This project aims to conduct a high level survey of the US Postsecondary Education System as of the academic year 2017 - 2018.
We will try to answer questions such as:
- What makes for a good or a bad SAT/ACT Score?
- Does the admission rate of an institution affect the salary of its faculty?
- Which degrees are most commonly conferred by schools?
- Is there a balance between Private and Public Schools?
- How much revenue do schools generate per student on average?
We will also aim to discover certain patterns that emerge from the data.
The Data used here was gathered under the College Scorecard Project by the U. S. Department of
Education.
The College Scorecard Project was inititated in a bid to increase transparency, putting the power in the hands of students and families
to compare how well individual postsecondary institutions were preparing their students to be successful.
The data is downloaded programatically in Python from Data.gov which can be downloaded from this
link.
The most recent data - for the Academic Year from Fall '17 - '18 is chosen for the analysis. Further, a subset of the entire data is
focussed on.
Following are the Python (v3.6) Libraries used for the analysis:
- Numpy v1.16.2
- Pandas v0.24.2
- Requests v2.22.0
- Matplotlib v3.0.3
- Seaborn v0.9.0
The analysis is structured. In that, a question and answer format is followed throughout.

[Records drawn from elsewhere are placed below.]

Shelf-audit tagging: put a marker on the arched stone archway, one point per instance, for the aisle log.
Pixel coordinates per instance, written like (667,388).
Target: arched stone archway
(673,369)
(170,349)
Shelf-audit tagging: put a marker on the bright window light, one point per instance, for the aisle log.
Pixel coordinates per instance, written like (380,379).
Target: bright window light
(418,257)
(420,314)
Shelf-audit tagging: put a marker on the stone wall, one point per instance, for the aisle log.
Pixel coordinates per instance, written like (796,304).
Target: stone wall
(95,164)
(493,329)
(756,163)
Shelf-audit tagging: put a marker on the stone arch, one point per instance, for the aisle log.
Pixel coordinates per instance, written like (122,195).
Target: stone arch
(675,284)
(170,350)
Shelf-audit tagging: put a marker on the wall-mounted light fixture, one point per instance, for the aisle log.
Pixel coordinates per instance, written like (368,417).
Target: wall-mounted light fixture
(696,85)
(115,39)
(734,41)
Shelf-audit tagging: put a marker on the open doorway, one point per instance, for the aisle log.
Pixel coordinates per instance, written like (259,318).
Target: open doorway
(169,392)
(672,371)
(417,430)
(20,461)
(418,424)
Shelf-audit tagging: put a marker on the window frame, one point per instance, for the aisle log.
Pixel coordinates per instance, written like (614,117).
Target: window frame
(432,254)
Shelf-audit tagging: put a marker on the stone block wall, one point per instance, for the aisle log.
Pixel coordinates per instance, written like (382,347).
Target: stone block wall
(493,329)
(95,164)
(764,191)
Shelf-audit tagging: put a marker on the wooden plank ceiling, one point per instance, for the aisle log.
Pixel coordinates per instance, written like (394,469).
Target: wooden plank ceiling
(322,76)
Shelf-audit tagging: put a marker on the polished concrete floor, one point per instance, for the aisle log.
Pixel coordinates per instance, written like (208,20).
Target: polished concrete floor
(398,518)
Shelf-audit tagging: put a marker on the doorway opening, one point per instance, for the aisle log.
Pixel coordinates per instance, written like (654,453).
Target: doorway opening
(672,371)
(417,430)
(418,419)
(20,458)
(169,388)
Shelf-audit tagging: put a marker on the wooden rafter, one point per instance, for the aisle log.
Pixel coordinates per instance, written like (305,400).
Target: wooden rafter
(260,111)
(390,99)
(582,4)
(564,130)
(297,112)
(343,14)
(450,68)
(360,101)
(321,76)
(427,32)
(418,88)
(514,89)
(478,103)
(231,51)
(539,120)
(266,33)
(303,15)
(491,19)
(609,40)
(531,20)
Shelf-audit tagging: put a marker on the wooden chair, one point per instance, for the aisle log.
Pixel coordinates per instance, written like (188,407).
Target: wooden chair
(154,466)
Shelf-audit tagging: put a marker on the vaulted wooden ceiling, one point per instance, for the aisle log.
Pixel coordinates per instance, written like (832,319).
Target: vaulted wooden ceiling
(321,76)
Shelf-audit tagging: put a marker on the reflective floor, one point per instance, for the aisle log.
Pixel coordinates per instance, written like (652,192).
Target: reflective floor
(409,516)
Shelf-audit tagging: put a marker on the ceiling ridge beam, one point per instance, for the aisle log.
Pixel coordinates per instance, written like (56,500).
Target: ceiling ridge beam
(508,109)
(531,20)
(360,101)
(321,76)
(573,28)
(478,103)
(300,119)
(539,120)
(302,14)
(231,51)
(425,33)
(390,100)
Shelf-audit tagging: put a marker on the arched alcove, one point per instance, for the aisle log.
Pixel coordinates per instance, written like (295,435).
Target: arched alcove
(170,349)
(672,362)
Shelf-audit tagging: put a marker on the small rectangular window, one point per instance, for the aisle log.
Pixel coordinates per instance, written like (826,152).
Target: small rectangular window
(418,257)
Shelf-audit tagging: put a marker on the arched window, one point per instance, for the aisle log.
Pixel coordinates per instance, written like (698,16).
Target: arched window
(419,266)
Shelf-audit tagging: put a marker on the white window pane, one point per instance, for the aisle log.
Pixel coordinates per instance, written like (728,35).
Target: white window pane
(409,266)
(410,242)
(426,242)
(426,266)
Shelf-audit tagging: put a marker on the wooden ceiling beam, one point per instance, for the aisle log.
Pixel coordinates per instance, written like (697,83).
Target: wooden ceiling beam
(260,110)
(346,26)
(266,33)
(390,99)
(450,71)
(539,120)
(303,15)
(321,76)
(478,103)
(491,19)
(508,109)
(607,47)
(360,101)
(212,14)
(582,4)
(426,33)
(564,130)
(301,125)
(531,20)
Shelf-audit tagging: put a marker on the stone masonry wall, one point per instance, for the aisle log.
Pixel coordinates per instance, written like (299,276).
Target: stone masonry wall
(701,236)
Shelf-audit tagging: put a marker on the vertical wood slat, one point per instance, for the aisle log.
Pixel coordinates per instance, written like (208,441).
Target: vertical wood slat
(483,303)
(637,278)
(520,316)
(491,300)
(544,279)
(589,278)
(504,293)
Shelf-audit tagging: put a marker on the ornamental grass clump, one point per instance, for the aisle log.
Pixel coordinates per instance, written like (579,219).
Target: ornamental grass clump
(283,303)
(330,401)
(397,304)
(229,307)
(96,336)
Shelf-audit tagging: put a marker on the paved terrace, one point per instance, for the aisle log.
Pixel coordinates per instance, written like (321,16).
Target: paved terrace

First a question is posed;
then using Python and its Data Processing libraries informative Visualizations and relevant Summary Statistics are generated
that try to answer the question. Initially we will stick to answering questions about a single variable at a time, followed by two at a
time and finally broaden our perspective to consider interaction between three or more variables.
The IPython Notebook index.ipynb
can be downloaded from the repo
here
or previewed in a rendered format
here.
A Presentation on some of the major findings of the analysis can be viewed
here.
Here are some of the interesting observations and trends uncovered, as well as answers to the questions posed.
- The State of California has by far the largest number of institutes (714). Of the Commonwealth/Territories only the District of
Columbia and Puerto Rico have a significant number of institutes. The rest have a single institution each.
The distribution of institutes is irregular in the US with about 50% of the country's schools being concentrated in 10 States. - Most schools in the US don't have branches, the median number being 1. Strayer University is at the opposite end of the spectrum having in total 73 branches spread across 16 States.
- The median faculty salary on average is 6,400 dollars per month.
- From the limited data available we can say that a good SAT score falls in the range 500 - 600 for both Reading and Math while a good ACT Composite score can be anywhere between 20 and 26.
- Required Test Scores and Average Faculty Salary across schools have a weakly negative correlation with Admission Rate. Meaning, schools that have a high admission rate have lower requirements on test scores and tend to pay less to their faculty on average as compared to schools with lower rates of admission.
- Although the above trend is largely ubiquitous, there are some outlier institutes that have a low admission rate even though their requirements on test scores are relatively low. These institutes give less weightage to test scores while admitting students.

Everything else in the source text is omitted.